Question
Explain why you cannot add or subtract fractions with unlike denominators while you can add or subtract fractions with like denominators. Include one or more real-world examples in your explanation.(2 points)
You cannot add or subtract fractions with unlike denominators because the denominators represent the number of equal parts into which a whole is divided. When the denominators are different, it means that the fractions are representing a different number of equal parts.
For example, if you have a cake divided into 4 equal parts, each part is represented by the fraction 1/4. Now, suppose you have another cake divided into 6 equal parts, each part is represented by the fraction 1/6. These two fractions have unlike denominators because they represent a different number of equal parts. Therefore, you cannot add or subtract these fractions directly because you would be trying to combine parts that are not the same size.

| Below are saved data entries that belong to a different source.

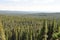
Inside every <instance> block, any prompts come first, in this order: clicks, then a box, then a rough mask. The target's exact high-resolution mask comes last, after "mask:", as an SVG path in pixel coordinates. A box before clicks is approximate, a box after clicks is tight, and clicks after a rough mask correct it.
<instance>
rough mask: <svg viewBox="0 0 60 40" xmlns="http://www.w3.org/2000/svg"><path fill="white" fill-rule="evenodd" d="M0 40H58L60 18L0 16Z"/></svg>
mask: <svg viewBox="0 0 60 40" xmlns="http://www.w3.org/2000/svg"><path fill="white" fill-rule="evenodd" d="M51 15H52V14H51ZM59 15H60V14H59ZM56 16H57V17H56ZM0 40H60V18H59V16H58V15H55V16H46V15H45V16H41V15H39V16H38V15H37V16H36V14H35V15H31V14H27V15H22V16H11V15H1V14H0Z"/></svg>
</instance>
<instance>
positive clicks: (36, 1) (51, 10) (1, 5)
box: [0, 0, 60, 12]
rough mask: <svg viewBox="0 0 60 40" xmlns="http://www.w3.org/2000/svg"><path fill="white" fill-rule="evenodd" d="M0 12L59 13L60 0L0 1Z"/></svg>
mask: <svg viewBox="0 0 60 40" xmlns="http://www.w3.org/2000/svg"><path fill="white" fill-rule="evenodd" d="M0 10H11V11H40V12H60V0H0Z"/></svg>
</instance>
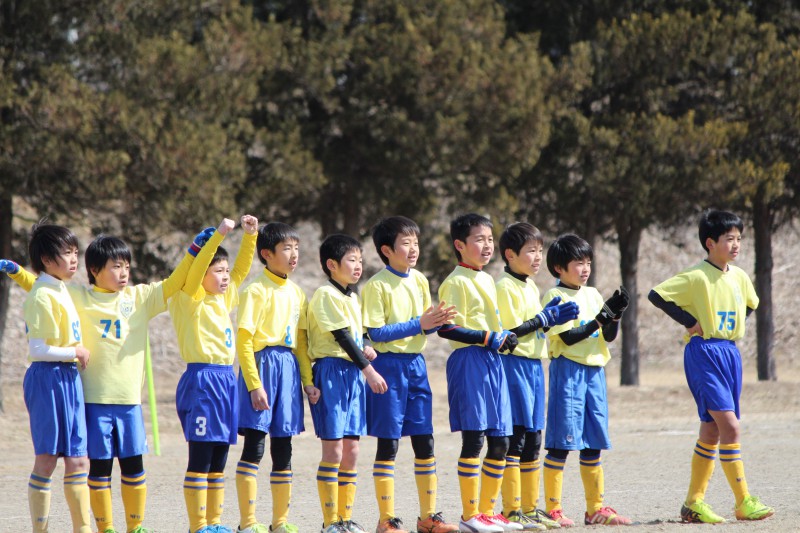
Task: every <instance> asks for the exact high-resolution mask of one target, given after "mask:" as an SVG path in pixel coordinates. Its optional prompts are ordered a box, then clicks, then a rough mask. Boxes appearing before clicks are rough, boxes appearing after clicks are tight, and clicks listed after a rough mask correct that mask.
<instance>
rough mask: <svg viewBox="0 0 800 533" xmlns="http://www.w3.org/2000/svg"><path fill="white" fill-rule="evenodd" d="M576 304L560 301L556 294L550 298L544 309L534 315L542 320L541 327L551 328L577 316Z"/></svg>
mask: <svg viewBox="0 0 800 533" xmlns="http://www.w3.org/2000/svg"><path fill="white" fill-rule="evenodd" d="M579 311H580V309H579V308H578V304H576V303H575V302H567V303H563V304H562V303H561V297H560V296H556V297H555V298H553V299H552V300H550V301H549V302H548V303H547V305H545V306H544V309H542V311H541V312H540V313H539V314H538V315H536V316H537V317H539V320H541V322H542V327H545V328H552V327H553V326H558V325H559V324H564V323H566V322H569V321H571V320H575V319H576V318H578V312H579Z"/></svg>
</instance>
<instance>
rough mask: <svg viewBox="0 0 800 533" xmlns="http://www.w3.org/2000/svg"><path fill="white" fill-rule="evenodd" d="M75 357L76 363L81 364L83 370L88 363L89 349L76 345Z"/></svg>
mask: <svg viewBox="0 0 800 533" xmlns="http://www.w3.org/2000/svg"><path fill="white" fill-rule="evenodd" d="M75 359H77V360H78V364H79V365H81V370H85V369H86V365H88V364H89V350H87V349H86V348H84V347H83V346H76V347H75Z"/></svg>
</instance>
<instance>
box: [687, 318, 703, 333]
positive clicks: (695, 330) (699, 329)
mask: <svg viewBox="0 0 800 533" xmlns="http://www.w3.org/2000/svg"><path fill="white" fill-rule="evenodd" d="M686 333H688V334H689V336H690V337H691V336H693V335H697V336H698V337H702V336H703V328H702V327H701V326H700V322H699V321H698V322H695V324H694V326H692V327H690V328H686Z"/></svg>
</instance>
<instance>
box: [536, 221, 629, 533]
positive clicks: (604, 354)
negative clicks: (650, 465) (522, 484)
mask: <svg viewBox="0 0 800 533" xmlns="http://www.w3.org/2000/svg"><path fill="white" fill-rule="evenodd" d="M593 257H594V253H593V251H592V247H591V246H590V245H589V243H588V242H586V241H585V240H583V239H581V238H580V237H578V236H577V235H573V234H566V235H561V236H559V237H558V238H557V239H556V240H555V241H554V242H553V243H552V244H551V245H550V248H549V249H548V250H547V269H548V270H549V271H550V274H552V275H553V277H554V278H556V279H558V283H557V284H556V286H555V287H553V288H552V289H550V290H549V291H547V293H546V294H545V295H544V299H543V300H542V301H545V302H552V300H553V299H554V298H561V301H562V302H564V303H567V302H575V303H576V304H578V308H579V314H578V317H577V318H576V319H575V320H571V321H568V322H565V323H564V324H562V325H560V326H554V327H551V328H550V329H549V330H548V331H547V341H548V351H549V354H550V358H551V361H550V368H549V374H550V376H549V394H548V402H547V430H546V431H545V445H544V447H545V448H546V449H547V456H545V458H544V493H545V500H546V501H547V513H548V514H549V515H550V518H551V519H553V520H555V521H556V522H558V523H559V524H561V526H562V527H570V526H573V525H574V522H573V521H572V520H570V519H569V518H567V517H566V516H565V515H564V511H563V509H562V507H561V487H562V483H563V479H564V464H565V463H566V460H567V455H568V454H569V452H570V451H571V450H579V451H580V470H581V480H582V481H583V490H584V494H585V497H586V513H585V515H584V523H585V524H586V525H590V524H603V525H609V526H616V525H628V524H630V523H631V521H630V520H629V519H628V518H626V517H624V516H621V515H618V514H617V513H616V511H615V510H614V509H612V508H611V507H608V506H605V505H603V493H604V491H605V485H604V477H603V467H602V463H601V462H600V451H601V450H608V449H610V448H611V440H610V439H609V436H608V400H607V398H606V377H605V369H604V367H605V365H606V363H607V362H608V360H609V359H610V358H611V354H610V353H609V351H608V343H609V342H611V341H613V340H614V339H615V338H616V337H617V333H618V330H619V319H620V318H622V313H623V312H624V311H625V309H626V308H627V306H628V293H627V291H625V289H624V287H620V289H619V290H617V291H616V292H615V293H614V295H613V296H612V297H611V298H609V299H608V300H606V301H605V302H603V297H602V296H601V295H600V292H598V290H597V289H595V288H594V287H589V286H587V285H586V282H587V281H588V280H589V275H590V274H591V272H592V259H593Z"/></svg>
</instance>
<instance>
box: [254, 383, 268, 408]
mask: <svg viewBox="0 0 800 533" xmlns="http://www.w3.org/2000/svg"><path fill="white" fill-rule="evenodd" d="M250 403H251V404H253V409H255V410H256V411H266V410H268V409H269V399H268V398H267V391H265V390H264V387H259V388H257V389H253V390H251V391H250Z"/></svg>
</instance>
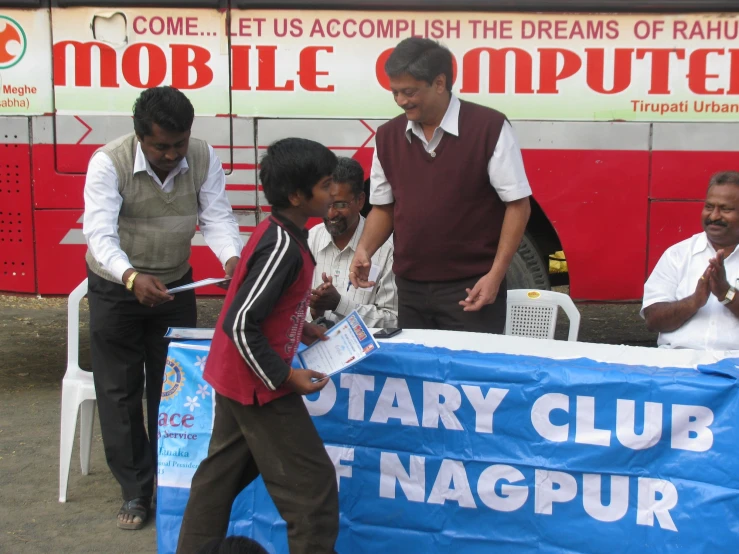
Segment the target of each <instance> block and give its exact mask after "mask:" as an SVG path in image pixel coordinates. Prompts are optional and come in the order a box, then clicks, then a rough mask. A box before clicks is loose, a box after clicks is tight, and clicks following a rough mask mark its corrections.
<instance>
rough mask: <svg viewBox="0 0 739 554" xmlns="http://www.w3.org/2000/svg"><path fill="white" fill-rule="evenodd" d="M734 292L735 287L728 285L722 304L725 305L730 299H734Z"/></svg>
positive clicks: (734, 291)
mask: <svg viewBox="0 0 739 554" xmlns="http://www.w3.org/2000/svg"><path fill="white" fill-rule="evenodd" d="M735 294H736V289H735V288H734V287H729V290H728V291H727V292H726V297H725V298H724V299H723V300H722V301H721V303H722V304H724V305H726V304H728V303H729V302H731V301H732V300H734V295H735Z"/></svg>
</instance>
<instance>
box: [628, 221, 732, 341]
mask: <svg viewBox="0 0 739 554" xmlns="http://www.w3.org/2000/svg"><path fill="white" fill-rule="evenodd" d="M714 256H716V251H715V250H714V249H713V246H711V243H710V242H709V241H708V237H707V236H706V234H705V233H698V234H697V235H693V236H692V237H690V238H689V239H686V240H684V241H682V242H678V243H677V244H675V245H673V246H670V248H668V249H667V250H666V251H665V253H664V254H662V257H661V258H660V259H659V262H657V265H656V266H655V268H654V271H652V274H651V275H650V276H649V279H647V282H646V284H645V285H644V301H643V304H642V309H641V316H642V317H644V310H645V309H646V308H647V307H649V306H651V305H652V304H656V303H657V302H675V301H676V300H682V299H683V298H687V297H688V296H690V295H691V294H693V293H694V292H695V287H696V285H697V284H698V280H699V279H700V278H701V275H703V272H704V271H705V270H706V268H707V267H708V261H709V260H710V259H711V258H713V257H714ZM724 267H725V268H726V279H727V280H728V281H729V284H734V283H735V282H737V281H739V252H737V250H734V252H732V253H731V254H730V255H729V256H728V257H727V258H726V259H725V260H724ZM737 284H739V283H737ZM734 286H736V285H734ZM735 301H736V300H735ZM657 344H658V345H659V346H660V347H664V348H692V349H695V350H737V349H739V318H738V317H736V316H735V315H734V314H732V313H731V311H730V310H729V309H728V308H727V307H726V306H724V305H723V304H721V302H719V301H718V299H717V298H716V297H715V296H714V295H713V294H711V295H710V296H709V297H708V302H706V305H705V306H703V307H702V308H701V309H700V310H698V312H697V313H696V314H695V315H694V316H693V317H691V318H690V319H689V320H688V321H686V322H685V323H684V324H683V326H682V327H680V328H679V329H676V330H675V331H672V332H670V333H660V334H659V339H658V340H657Z"/></svg>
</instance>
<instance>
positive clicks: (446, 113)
mask: <svg viewBox="0 0 739 554" xmlns="http://www.w3.org/2000/svg"><path fill="white" fill-rule="evenodd" d="M460 105H461V104H460V102H459V98H457V97H456V96H454V94H452V95H451V98H450V99H449V106H447V109H446V113H445V114H444V117H442V118H441V123H440V124H439V127H440V128H441V130H442V131H445V132H447V133H449V134H450V135H454V136H455V137H458V136H459V106H460ZM414 130H415V131H416V132H423V129H422V128H421V124H420V123H418V122H416V121H408V124H407V125H406V126H405V138H407V139H408V142H410V141H411V133H412V132H413V131H414Z"/></svg>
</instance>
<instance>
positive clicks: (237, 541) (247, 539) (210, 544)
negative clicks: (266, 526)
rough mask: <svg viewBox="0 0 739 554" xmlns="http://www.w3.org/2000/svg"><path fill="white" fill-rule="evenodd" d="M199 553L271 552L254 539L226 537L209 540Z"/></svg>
mask: <svg viewBox="0 0 739 554" xmlns="http://www.w3.org/2000/svg"><path fill="white" fill-rule="evenodd" d="M198 554H269V552H267V550H265V548H264V547H263V546H262V545H261V544H259V543H258V542H257V541H255V540H254V539H250V538H248V537H226V538H224V539H213V540H212V541H210V542H208V543H207V544H205V545H204V546H203V547H202V548H201V549H200V550H199V551H198Z"/></svg>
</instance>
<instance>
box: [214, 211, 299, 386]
mask: <svg viewBox="0 0 739 554" xmlns="http://www.w3.org/2000/svg"><path fill="white" fill-rule="evenodd" d="M246 263H247V270H248V271H247V276H246V279H245V280H244V282H243V284H242V285H241V287H240V288H239V291H238V292H237V293H236V296H235V297H234V300H233V302H232V303H231V306H230V307H229V309H228V312H227V313H226V317H225V318H224V321H223V331H224V332H225V333H226V335H228V337H229V338H230V339H231V340H232V341H233V342H234V344H235V345H236V348H237V350H238V351H239V353H240V354H241V357H242V358H244V361H246V363H247V365H248V366H249V367H250V368H251V369H252V370H253V371H254V373H255V374H256V375H257V377H259V379H261V381H262V382H263V383H264V385H265V386H266V387H267V388H268V389H270V390H275V389H277V388H278V387H279V386H280V385H281V384H282V383H283V382H284V381H285V379H287V377H288V375H289V374H290V367H289V366H288V365H287V364H286V363H285V362H284V361H283V359H282V358H281V357H280V356H279V355H278V354H277V352H275V351H274V350H273V349H272V348H271V347H270V345H269V341H268V339H267V337H266V336H265V335H264V333H263V331H262V322H263V321H264V319H265V318H266V317H267V316H268V315H269V314H270V313H271V312H272V310H273V309H274V307H275V305H276V304H277V302H278V300H279V299H280V297H281V296H282V295H283V294H284V293H285V291H286V290H287V289H288V288H289V287H290V286H291V285H292V284H293V283H294V282H295V280H296V279H297V277H298V275H299V273H300V270H301V268H302V265H303V259H302V256H301V254H300V247H299V246H298V245H297V244H296V243H295V241H293V240H292V239H291V238H290V235H289V234H288V233H287V231H285V230H284V229H283V228H282V227H280V226H279V225H272V226H271V227H270V228H269V229H267V231H266V232H265V233H264V235H263V236H262V238H261V240H260V241H259V244H258V245H257V247H256V249H255V250H254V254H252V256H251V258H249V260H247V262H246Z"/></svg>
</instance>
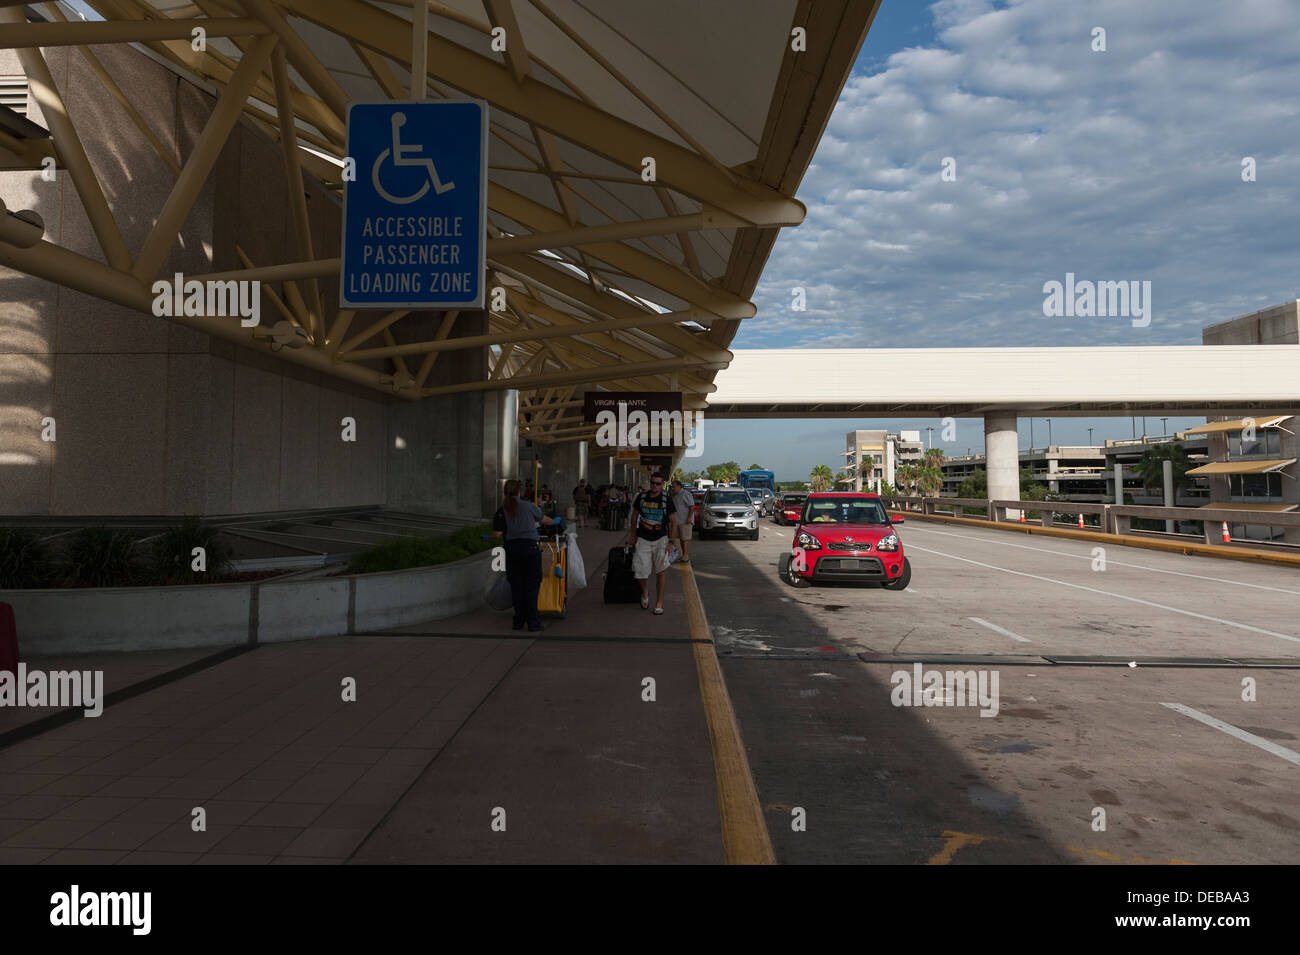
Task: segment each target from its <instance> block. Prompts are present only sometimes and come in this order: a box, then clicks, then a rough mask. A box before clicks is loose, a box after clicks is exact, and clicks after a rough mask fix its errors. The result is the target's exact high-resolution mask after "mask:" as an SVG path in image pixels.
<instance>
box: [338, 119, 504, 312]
mask: <svg viewBox="0 0 1300 955" xmlns="http://www.w3.org/2000/svg"><path fill="white" fill-rule="evenodd" d="M347 155H348V156H350V157H351V159H352V160H355V164H356V165H355V174H356V177H355V179H351V181H344V182H343V268H342V274H341V275H339V303H341V305H342V307H343V308H482V307H484V274H485V273H484V270H485V266H486V242H485V229H486V220H487V216H486V209H487V104H486V103H481V101H477V100H451V101H447V100H433V101H420V103H398V101H390V103H352V104H351V105H348V108H347Z"/></svg>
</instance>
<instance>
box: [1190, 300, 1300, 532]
mask: <svg viewBox="0 0 1300 955" xmlns="http://www.w3.org/2000/svg"><path fill="white" fill-rule="evenodd" d="M1201 343H1203V344H1281V346H1287V344H1290V346H1296V344H1300V301H1286V303H1282V304H1281V305H1273V307H1270V308H1265V309H1261V311H1258V312H1252V313H1251V314H1244V316H1239V317H1236V318H1231V320H1229V321H1226V322H1219V324H1217V325H1210V326H1206V327H1205V329H1203V330H1201ZM1297 390H1300V382H1297ZM1297 421H1300V408H1290V409H1278V412H1277V413H1275V414H1269V413H1260V414H1252V416H1249V417H1244V418H1243V417H1234V418H1227V417H1213V418H1209V420H1208V421H1206V424H1205V425H1203V426H1201V427H1195V429H1192V431H1193V433H1200V434H1201V435H1204V437H1205V439H1206V440H1208V459H1209V460H1208V463H1206V464H1205V465H1203V466H1201V468H1200V469H1199V472H1200V476H1201V477H1204V478H1205V479H1206V481H1208V483H1209V487H1210V491H1209V496H1210V499H1212V500H1210V503H1209V505H1210V507H1217V508H1225V509H1242V511H1256V512H1270V511H1271V512H1286V511H1295V509H1296V508H1297V507H1300V468H1297V465H1296V461H1297V459H1300V440H1297V437H1296V431H1297ZM1229 530H1230V533H1231V535H1232V537H1234V538H1238V539H1248V541H1284V542H1286V543H1300V529H1296V528H1290V529H1282V528H1274V526H1269V525H1266V524H1249V525H1248V524H1230V525H1229Z"/></svg>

On the other hand, when you have fractions with like denominators, it means that they are representing an equal number of equal parts. In this case, you can add or subtract fractions by simply adding or subtracting the numerators while keeping the denominator the same.
For example, let's say you have a pizza divided into 8 equal slices, and you eat 3 slices represented by the fraction 3/8. If later on, you eat 2 more slices, you can represent that as the fraction 2/8. Since the denominators are the same, you can add these two fractions by adding the numerators to get 3/8 + 2/8 = 5/8. This tells you that you have eaten a total of 5 out of the 8 equal slices.
In summary, you cannot add or subtract fractions with unlike denominators because they represent a different number of equal parts. However, you can add or subtract fractions with like denominators because they represent the same number of equal parts.